Ne vous laissez pas avoir par les débats transphobes de certaines « féministes » autour des thérapies de conversion

Parce que l’offensive transphobe est aussi portée par des féministes influentes, voici quelques clefs pour comprendre les termes du débat et ne pas se laisser berner par des arguments fallacieux sur des transitions « forcées » ou une prétendue disparition du mot « femme ».

Alors que la proposition de loi visant à interdire les thérapies de conversion franchit une nouvelle étape en arrivant au Sénat ce mardi 7 décembre, certaines féministes très actives sur les réseaux sociaux interpellent les parlementaires.

Elles les mettent en garde sur un aspect de projet de loi qui, selon elles, met en danger l’effectivité du texte, et invitent à faire de même. Leurs publications reprennent les codes léchés d’Instagram, semblent alerter sur un danger bien réel, et il peut être facile de tomber dans le panneau.

Extrait d’un post, volontairement anonymisé pour ne pas faire de publicité à ces discours transphobes, appelant à une « action féministe » pour défendre les « sex-based rights des femmes en France ».
Extrait d’un post, volontairement anonymisé pour ne pas faire de publicité à ces discours transphobes, appelant à une « action féministe » pour défendre les « sex-based rights des femmes en France ».

Ne vous y trompez cependant pas : ces « alertes » n’ont rien de féministe. Derrière des « inquiétudes », on trouve, bel et bien une volonté d’exclure les personnes trans, de limiter leurs droits. Explications.

Quand la transphobie avance masquée

Sur Madmoizelle, cela ne vous a sûrement pas échappé, nous parlons régulièrement de la transphobie et de son corollaire de violences qui affectent les personnes trans et non-binaires.

Régulièrement, nous avons abordé la question de ces violences à l’égard des personnes trans provenant des milieux dits TERF, pour Trans-Exclusionary Radical Feminist, des personnes qui défendent une conception du féminisme excluant les personnes trans, et qui instrumentalisent les discours féministes afin de diaboliser les femmes trans.

Si au Royaume-Uni, l’influence de ces groupes est palpable dans les médias, mais aussi en politique, et jusque dans les milieux universitaires, en France, ce n’est pas encore le cas.
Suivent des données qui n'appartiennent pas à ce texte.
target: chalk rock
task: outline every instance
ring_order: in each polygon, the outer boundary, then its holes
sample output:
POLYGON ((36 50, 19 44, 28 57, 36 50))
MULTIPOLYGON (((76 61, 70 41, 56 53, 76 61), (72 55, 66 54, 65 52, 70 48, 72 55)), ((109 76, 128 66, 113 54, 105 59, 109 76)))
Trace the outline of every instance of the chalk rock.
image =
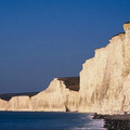
POLYGON ((114 36, 95 50, 80 72, 80 112, 122 114, 130 110, 130 23, 126 34, 114 36))
POLYGON ((31 110, 29 96, 13 96, 9 101, 8 110, 31 110))
POLYGON ((31 106, 34 110, 73 112, 78 109, 77 96, 78 92, 69 90, 65 81, 54 78, 47 90, 31 98, 31 106))

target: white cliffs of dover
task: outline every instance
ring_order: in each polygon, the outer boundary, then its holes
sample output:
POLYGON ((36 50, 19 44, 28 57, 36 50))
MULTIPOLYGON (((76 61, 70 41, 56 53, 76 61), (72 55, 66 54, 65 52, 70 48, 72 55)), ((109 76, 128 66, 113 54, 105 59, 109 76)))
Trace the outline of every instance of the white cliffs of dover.
POLYGON ((130 23, 123 29, 125 34, 114 36, 82 65, 80 112, 130 113, 130 23))
POLYGON ((0 110, 77 112, 78 91, 79 77, 54 78, 44 91, 31 96, 29 93, 0 95, 0 110))
POLYGON ((123 29, 83 63, 79 78, 54 78, 31 96, 0 96, 0 110, 130 113, 130 23, 123 29))

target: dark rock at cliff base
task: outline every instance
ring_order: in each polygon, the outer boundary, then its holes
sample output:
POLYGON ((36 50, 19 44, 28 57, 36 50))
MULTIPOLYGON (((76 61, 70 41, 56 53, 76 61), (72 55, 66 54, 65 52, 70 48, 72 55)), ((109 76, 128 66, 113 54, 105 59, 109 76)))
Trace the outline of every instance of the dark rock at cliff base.
POLYGON ((5 93, 5 94, 0 94, 0 99, 4 100, 4 101, 10 101, 11 98, 13 98, 13 96, 27 95, 27 96, 31 98, 38 93, 39 92, 5 93))

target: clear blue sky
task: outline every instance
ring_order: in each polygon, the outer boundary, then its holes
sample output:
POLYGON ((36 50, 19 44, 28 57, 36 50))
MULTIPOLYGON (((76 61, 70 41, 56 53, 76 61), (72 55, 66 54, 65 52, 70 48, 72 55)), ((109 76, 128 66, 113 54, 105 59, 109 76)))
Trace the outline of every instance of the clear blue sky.
POLYGON ((0 93, 79 76, 129 21, 129 0, 0 0, 0 93))

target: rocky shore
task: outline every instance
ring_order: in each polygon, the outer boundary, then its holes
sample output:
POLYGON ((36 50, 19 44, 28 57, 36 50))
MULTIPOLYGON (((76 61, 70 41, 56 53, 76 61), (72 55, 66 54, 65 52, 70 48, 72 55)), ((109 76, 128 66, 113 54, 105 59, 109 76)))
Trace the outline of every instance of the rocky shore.
POLYGON ((104 128, 107 130, 130 130, 130 114, 123 115, 99 115, 94 114, 93 119, 104 119, 104 128))

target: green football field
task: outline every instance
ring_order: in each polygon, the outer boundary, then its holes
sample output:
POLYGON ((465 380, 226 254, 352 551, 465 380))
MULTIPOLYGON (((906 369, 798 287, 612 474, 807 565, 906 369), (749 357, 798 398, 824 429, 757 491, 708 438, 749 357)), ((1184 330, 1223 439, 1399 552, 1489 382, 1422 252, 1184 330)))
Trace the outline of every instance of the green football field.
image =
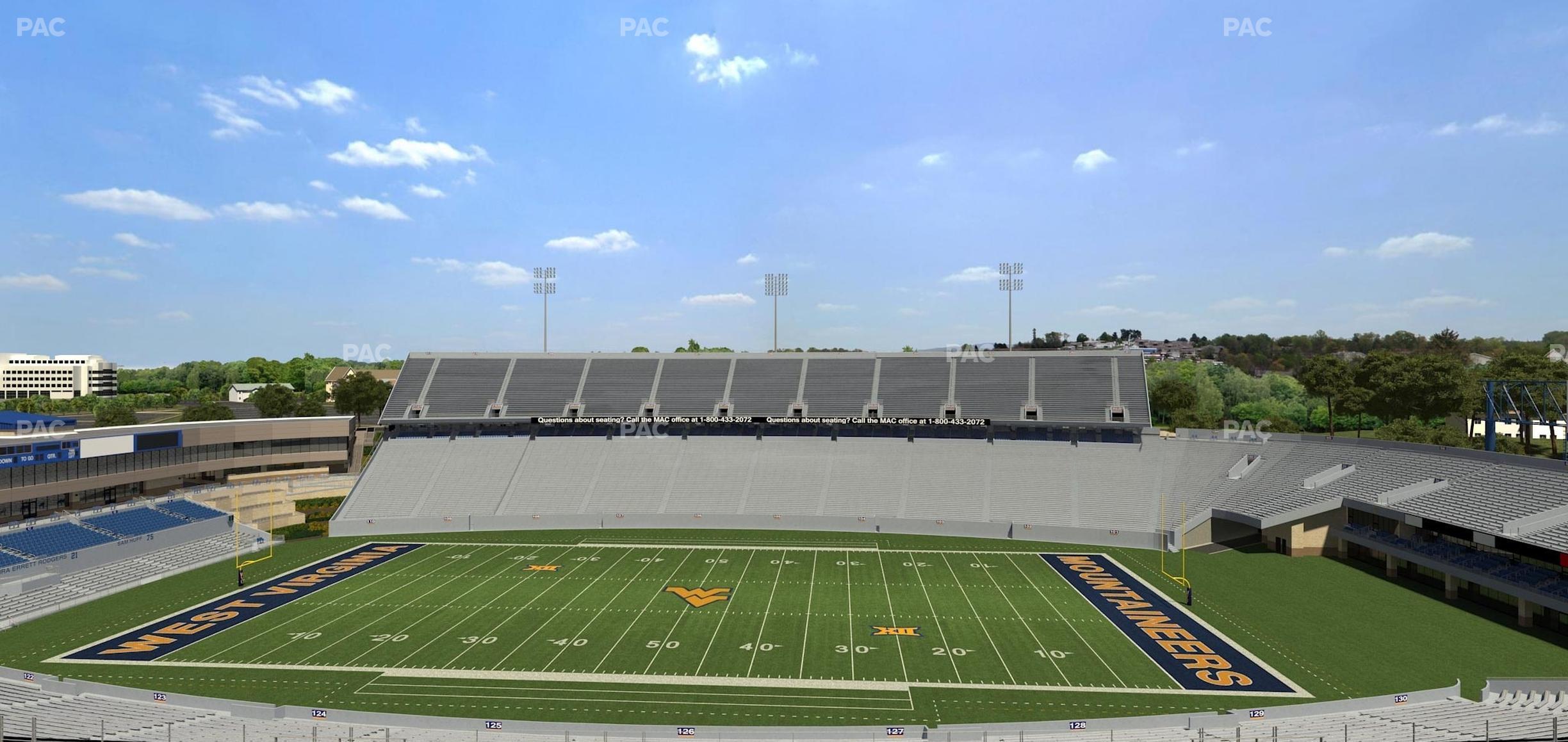
MULTIPOLYGON (((9 629, 0 664, 314 707, 588 725, 941 725, 1236 709, 1454 678, 1471 695, 1485 676, 1551 675, 1568 662, 1551 637, 1328 558, 1189 555, 1200 585, 1189 620, 1311 695, 1264 697, 1179 689, 1041 558, 1101 551, 1176 601, 1157 552, 712 530, 379 541, 420 546, 152 662, 60 659, 230 599, 232 563, 9 629), (1424 629, 1391 631, 1400 623, 1424 629)), ((364 543, 284 544, 246 569, 248 582, 281 580, 364 543)))
MULTIPOLYGON (((158 662, 378 670, 356 690, 378 697, 710 678, 905 711, 909 682, 1178 689, 1035 552, 873 544, 423 544, 158 662)), ((735 703, 668 695, 622 703, 735 703)))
Mais doit-on craindre une montée de la haine à l’égard des personnes trans ? Doit-on l’anticiper ?

Car il ne s’agit pas d’une querelle de chapelle féministe, ou de simples divergences d’opinion, mais bien d’une question majeure.

Pour cela, nous estimons chez Madmoizelle qu’il est de notre rôle de décrypter le vocabulaire, les éléments de langage, les expressions brandies par les personnes qui estiment que les féministes sont menacées non pas par ceux qui entretiennent des politiques réactionnaires, sexistes, racistes et homophobes en France, mais par ce qu’elles nomment les transactivistes. Ce faisant, elles contribuent à entretenir la haine à l’égard des personnes trans.

TERF, gender critical, radfem : plusieurs noms, une même idéologie

« Je ne suis pas une TERF, je suis critique du genre. »

Vous trouverez sûrement des TERF qui ne rechignent pas à se faire appeler comme telles, mais d’autres ont bien conscience qu’il s’agit là d’un terme « dénigrant », comme le rappelle à juste titre, la youtubeuse ContraPoints :

Gender Critical | ContraPoints

Certaines préféreront donc des termes plus cryptiques et ambigus — « radfem » pour radical feminist (malgré le fait que le féminisme radical n’est pas par essence transphobe), ou bien « gender critical », soit critique du genre. Cela leur permet d’assoir un discours dans lequel elles émettent des réserves et des critiques sur la notion de genre, et sur l’idée que les comportements dits féminins ou masculins sont des constructions sociales.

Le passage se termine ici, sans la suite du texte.